And the poem that my great teacher used as an illustration of this negotiation between the writerly private and the writerlypublic?

The Ballad of the Lonely Masturbator

The end of the affair is always death.
She's my workshop. Slippery eye,
out of the tribe of myself my breath
finds you gone. I horrify
those who stand by. I am fed.
At night, alone, I marry the bed.

Finger to finger, now she's mine.
She's not too far. She's my encounter.
I beat her like a bell. I recline
in the bower where you used to mount her.
You borrowed me on the flowered spread.
At night, alone, I marry the bed.

Take for instance this night, my love,
that every single couple puts together
with a joint overturning, beneath, above,
the abundant two on sponge and feather,
kneeling and pushing, head to head.
At night alone, I marry the bed.

I break out of my body this way,
an annoying miracle. Could I
put the dream market on display?
I am spread out. I crucify.
My little plum is what you said.
At night, alone, I marry the bed.

Then my black-eyed rival came.
The lady of water, rising on the beach,
a piano at her fingertips, shame
on her lips and a flute's speech.
And I was the knock-kneed broom instead.
At night, alone, I marry the bed.

She took you the way a woman takes
a bargain dress off the rack
and I broke the way a stone breaks.
I give back your books and fishing tack.
Today's paper says that you are wed.
At night, alone, I marry the bed.

The boys and girls are one tonight.
They unbutton blouses. They unzip flies.
They take off shoes. They turn off the light.
The glimmering creatures are full of lies.
They are eating each other. They are overfed.
At night, alone, I marry the bed.


--Anne Sexton, from Love Poems



I do so love this poem-- not because it's dirty and not because it was so audacious when it was first published in 1967 and not because it is so very evocative of heartbreak. I love it because it contains within it both a metaphorical exploration of self and a very literal one. And because, even outside of its subject matter, Sexton's sense of language is paramount. Simply put, I find more artistic rigor here than I find titillating confession.

And the fact that this was the sort of work put before me at a formative age, I think, had a great deal to do with my falling ass over teakettle in love with poetry.

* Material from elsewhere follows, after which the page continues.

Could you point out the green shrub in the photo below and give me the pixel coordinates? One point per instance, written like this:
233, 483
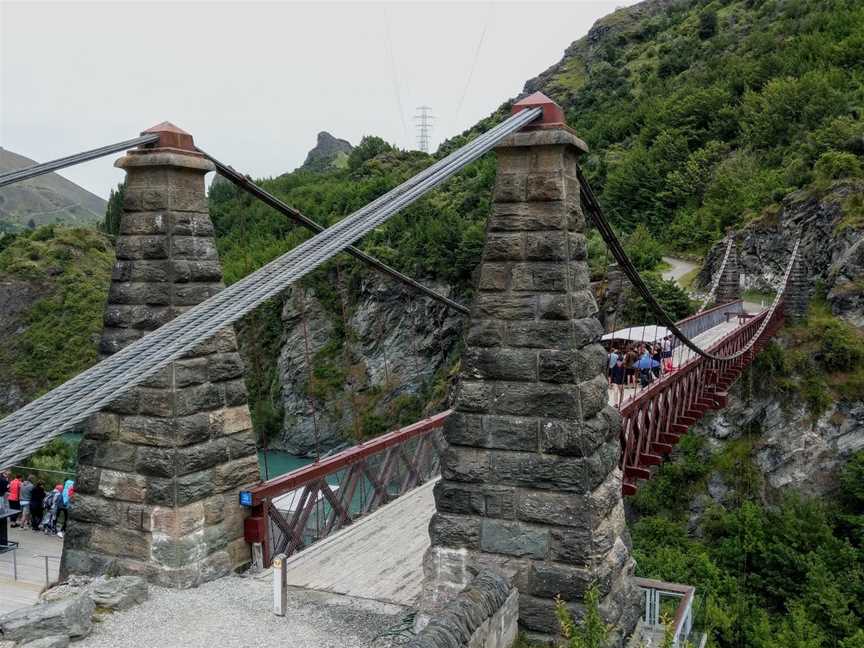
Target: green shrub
835, 165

Would I have ever seen this poem had I not sat in Margaret Renkl's English IIIA class? Maybe so. But would it have been presented to me in a fashion that affected the course of my life and my artistic aspirations? Maybe not. But as it stands, this poem represents, to me, the greatest possibility for engagement with the world that writing can hold. Bless its little heart for finding such a prominent position in my personal mythology!

1 comment:

Jen said...

thanks for posting this poem, it is certainly a fine example of what poetry can--and does-- accomplish. and also thanks for the comments on the 'resting/healing' blog, much appreciated.